ПУТЕВЫЕ ЗАМЕТКИ Ф. Ф. МАТЮШКИНА.

  
   Обстоятельные сведения о жизни и личности адмирала Матюшкина (род. 1799, ум. 1872 г.) сообщены Я. К. Гротом в его известной книжке о Пушкине и Лицее {"Пушкин" etc., стр. 74-80 и 283.}. Я. К., как и все знавшие Матюшкина, отзываются о нем с глубокой симпатией. По его словам, "в Матюшкине не было ничего блестящего: он был скромен, даже застенчив и обыкновенно молчалив, но при ближайшем с ним знакомстве нельзя было не оценить этой чистой, правдивой и теплой души". Матюшкин, как и Яковлев, принадлежал к числу ближайших друзей Пушкина (особенно по выходе из Лицея), и не даром последний посвятил ему две таких задушевных строфы в своем знаменитом "19 октября 1825 г."
  
   "Сидишь ли ты в кругу своих друзей,
   Чужих небес любовник беспокойный?
   Иль снова ты проходишь тропик знойный
   И вечный лед полунощных морей?
   Счастливый путь!... С лицейского порога
   Ты на корабль перешагнул шутя,
   И с той поры в морях твоя дорога,
   О, волн и бурь любимое дитя!
  
   Ты сохранил в блуждающей судьбе
   Прекрасных лет первоначальны нравы:
   Лицейский шум, лицейские забавы
   Средь бурных волн мечталися тебе;
   Ты простирал из-за моря нам руку,
   Ты нас одних в младой душе носил
   И повторял: "На долгую разлуку
   Нас тайный рок, быть может, осудил!""
  
   Известно, как страшно поразила Матюшкина неожиданная роковая смерть поэта (см. ниже его письмо к Яковлеву)!
   В Лицее Матюшкин был на хорошем счету по учению, и пользовался за свой нрав и доброе сердце всеобщею любовью. Особенно тепло он был принят в семье директора Е. А. Энгельгардта, который помог своему любимцу, мечтавшему о морской службе, тотчас по выходе из Лицея попасть под команду адмирала В. М. Головнина, отправлявшегося в кругосветное путешествие. Во время своих странствий до самого поселения в Петербурге (1849 г.) Матюшкин состоял в оживленной переписке с Энгельгардтом {Извлечения из писем Энгельгардта см. в статье Д. Ф. Кобеко "Вестник Всемирной Истории" 1899, No 1, стр. 90-104.}.
   Когда в 1817 г. летом, вопрос о его путешествии был решен, он из Царского Села, съездив за подорожной в Петербург, отправился 2-го июля в Москву проститься с своими семейными (мать его была классной дамой в московском Екатерининском Институте) и оттуда вернулся в Царское в конце месяца.
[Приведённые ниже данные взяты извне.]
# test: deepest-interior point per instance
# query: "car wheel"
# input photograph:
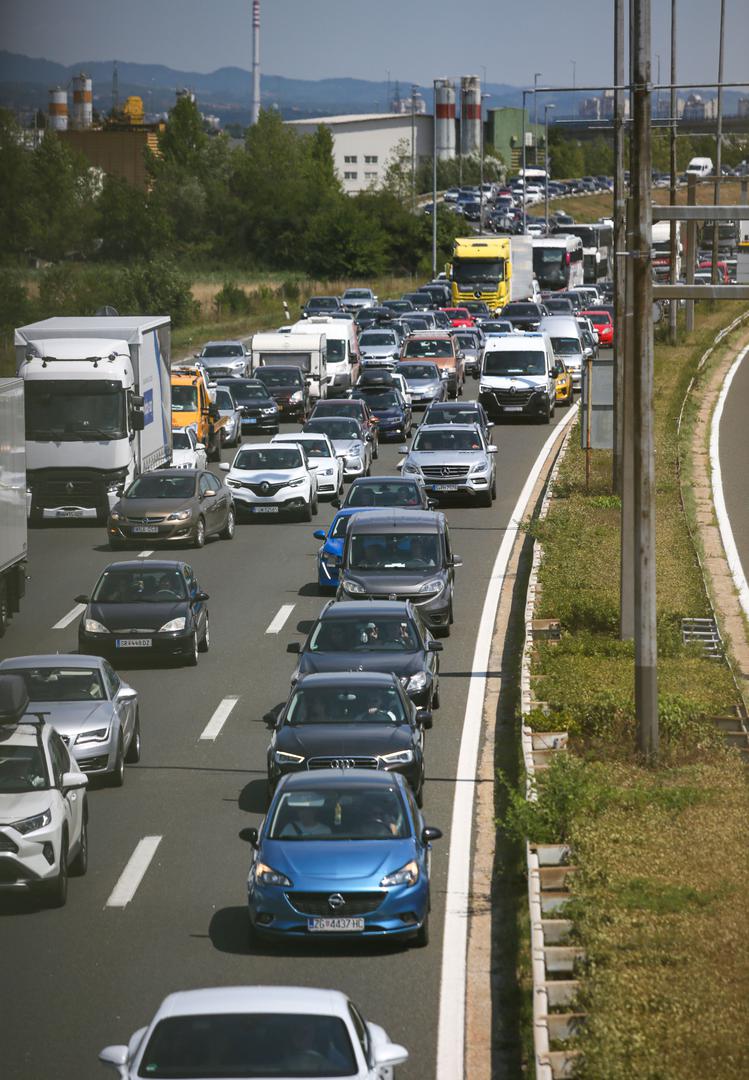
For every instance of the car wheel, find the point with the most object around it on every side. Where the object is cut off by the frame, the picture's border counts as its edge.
(199, 534)
(228, 530)
(117, 777)
(133, 755)
(80, 864)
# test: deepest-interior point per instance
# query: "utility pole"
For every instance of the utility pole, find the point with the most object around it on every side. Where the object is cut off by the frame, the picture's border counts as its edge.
(620, 242)
(645, 638)
(719, 142)
(673, 305)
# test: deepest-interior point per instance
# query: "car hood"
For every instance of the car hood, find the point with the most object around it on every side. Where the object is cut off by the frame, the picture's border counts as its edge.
(137, 616)
(326, 864)
(23, 805)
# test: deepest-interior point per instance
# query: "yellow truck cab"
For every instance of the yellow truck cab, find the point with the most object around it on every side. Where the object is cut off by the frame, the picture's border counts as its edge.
(192, 406)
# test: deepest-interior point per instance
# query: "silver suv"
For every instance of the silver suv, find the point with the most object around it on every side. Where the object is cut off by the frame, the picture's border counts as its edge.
(453, 459)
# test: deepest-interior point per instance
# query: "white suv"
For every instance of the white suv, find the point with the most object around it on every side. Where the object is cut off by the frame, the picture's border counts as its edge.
(272, 478)
(43, 809)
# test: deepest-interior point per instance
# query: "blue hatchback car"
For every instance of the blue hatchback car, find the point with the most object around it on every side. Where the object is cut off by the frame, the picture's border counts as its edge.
(341, 853)
(331, 552)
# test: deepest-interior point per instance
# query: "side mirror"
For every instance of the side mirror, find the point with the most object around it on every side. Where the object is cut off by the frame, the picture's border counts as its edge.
(430, 833)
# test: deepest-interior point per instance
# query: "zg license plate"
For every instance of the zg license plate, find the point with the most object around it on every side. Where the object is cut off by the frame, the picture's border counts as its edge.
(334, 925)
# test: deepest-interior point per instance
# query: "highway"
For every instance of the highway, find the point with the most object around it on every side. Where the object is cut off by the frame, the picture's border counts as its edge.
(75, 980)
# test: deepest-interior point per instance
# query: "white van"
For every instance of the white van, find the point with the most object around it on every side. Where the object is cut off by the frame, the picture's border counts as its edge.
(517, 377)
(567, 343)
(343, 349)
(699, 167)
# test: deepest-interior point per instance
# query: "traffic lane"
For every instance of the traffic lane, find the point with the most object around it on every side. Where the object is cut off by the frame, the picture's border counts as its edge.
(176, 804)
(734, 460)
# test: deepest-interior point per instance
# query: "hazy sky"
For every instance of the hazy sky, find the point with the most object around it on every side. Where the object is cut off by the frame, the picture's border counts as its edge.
(412, 39)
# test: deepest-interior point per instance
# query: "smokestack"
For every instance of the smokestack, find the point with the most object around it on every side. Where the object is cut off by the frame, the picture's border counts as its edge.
(255, 111)
(58, 109)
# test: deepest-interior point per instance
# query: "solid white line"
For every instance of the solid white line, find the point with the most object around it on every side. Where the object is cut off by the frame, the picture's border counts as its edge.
(67, 619)
(214, 726)
(133, 874)
(451, 1030)
(718, 497)
(277, 623)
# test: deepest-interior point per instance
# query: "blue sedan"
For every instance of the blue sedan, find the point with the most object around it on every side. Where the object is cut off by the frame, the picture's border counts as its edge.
(341, 853)
(331, 552)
Об этом-то путешествии и сохранились печатаемые здесь его черновые заметки, которые, быть может, должны были стать началом записок, которые он, как говорит предание, "собирался вести по совету и плану Пушкина" {Грот, "Пушкин" etc., стр. 77.}.
   О передаче Матюшкиным перед смертью своих лицейских бумаг, а в том числе и этих заметок моему отцу, было уже рассказано выше.
   О последней болезни и кончине Матюшкина 16 сентября 1872 г., см. ниже в письмах Я. К. Грота и кн. Эристовой.
  

Путевые заметки между Царским Селом и Москвою

(1817 г.)

  
   Это - черновая, сильно перемаранная поправками рукопись в сшитой тетрадке из грубой синей бумаги на 8 листках, т. е. 16 страничках - в такой же оборванной обложке, на заднем листике которой имеются какие-то морские технические (путевые) записи Матюшкина, из чего можно заключить, что эти листки сопровождали его в морском странствии.
  

Из Петербурга в Москву

  

Июль

   Получивши достоверное известие о том, что я отправляюсь с Василием Михайловичем {Головниным К. Г.} в путешествие, первое мое желание было ехать в Москву проститься со своими; поехавши в Петербург за подорожной и отпуском и получивши оные, я приехал в Царское Село, откуда, поживши три дня у Егора Антоновича, отправился в дорогу, прощаясь с местом, где я, может быть, провел счастливейшее время моей жизни, где в отдалении от родителей я вкушал все приятности сыновней любви, где будучи принят в круг счастливейшего семейства {Т. е. директора Е. А. Энгельгардта. К. Г.}, и я наслаждался его счастием; прощаясь с Егором Антоновичем и его семейством, я не мог удержаться от слез... Я не хотел оставить Царское Село, но оно скоро скрылось...
  
   2-го июля.
   Не знаю, что я чувствовал, когда прибыл в Ижору. Хотя я ехал в Москву, хотя я ехал к любимой мною матери, которую не видал шесть долгих лет, но я не радовался: какая-то непонятная грусть тяготила меня: мне казалось, что я оставляю Царское Село против воли, по принуждению.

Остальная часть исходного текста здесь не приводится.